Sincope, ogni anno colpisce 6 milioni di italiani

Al via una campagna di sensibilizzazione della Fondazione Onda con il patrocinio del Gimsi, il Gruppo multidisciplinare per lo studio della sincope

ULTIMO AGGIORNAMENTO 15:17

La sincope consiste nella perdita temporanea di coscienza e colpisce ogni anno circa 6 milioni di italiani, con un’incidenza del 6% l’anno. Si tratta di una problematica molto frequente la cui prevalenza aumenta con l’età. Rappresenta dall’1 al 3% delle visite al pronto soccorso e il 6% dei ricoveri ospedalieri.

Proprio per avviare una iniziativa di sensibilizzazione, è partita oggi la campagna “Sincope: impariamo a riconoscerla”, curata da Fondazione Onda, l’Osservatorio nazionale sulla salute della donna e di genere. L’iniziativa ha ricevuto anche il patrocinio del Gimsi, il Gruppo multidisciplinare per lo studio della sincope.

“È sul web che Onda ha deciso di puntare per fornire un’informazione chiara e corretta sulla sincope, anche detta svenimento”, commenta Francesca Merzagora, presidente della Fondazione. Si tratta di una campagna digital, che si sviluppa sul sito di Onda e sulle pagine Facebook e Instagram.

Le cause della sincope

La causa in assoluto più frequente di sincope è la forma vaso-vagale: il cervello va in una sorta di blackout per pochi secondi poiché non irrorato correttamente dal flusso sanguigno. Ciò a seguito di una rapida riduzione della pressione arteriosa e della frequenza cardiaca.
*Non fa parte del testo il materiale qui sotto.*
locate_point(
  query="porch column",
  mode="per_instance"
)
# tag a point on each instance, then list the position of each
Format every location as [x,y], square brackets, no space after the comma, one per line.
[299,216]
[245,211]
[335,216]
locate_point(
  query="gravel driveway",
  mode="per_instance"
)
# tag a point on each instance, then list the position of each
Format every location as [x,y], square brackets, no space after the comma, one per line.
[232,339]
Le altre forme di sincope, più rare, possono essere legate a due ordini di motivi: cause cardiache e ipotensione ortostatica. Le prime sono le più pericolose da un punto di vista prognostico, tant’è che con la sincope cardiaca si raddoppia il rischio di decesso e aumenta del 10% il tasso di mortalità a sei mesi. Inoltre, vivere senza una diagnosi compromette la qualità della vita aumentando di 1,4 volte il rischio di infortunio sul lavoro e di 2 volte il rischio di perdere il posto di lavoro.

Le sincopi ortostatiche invece sono legate ad un calo pressorio quando il paziente si alza in piedi e sono molto frequenti nelle persone anziane.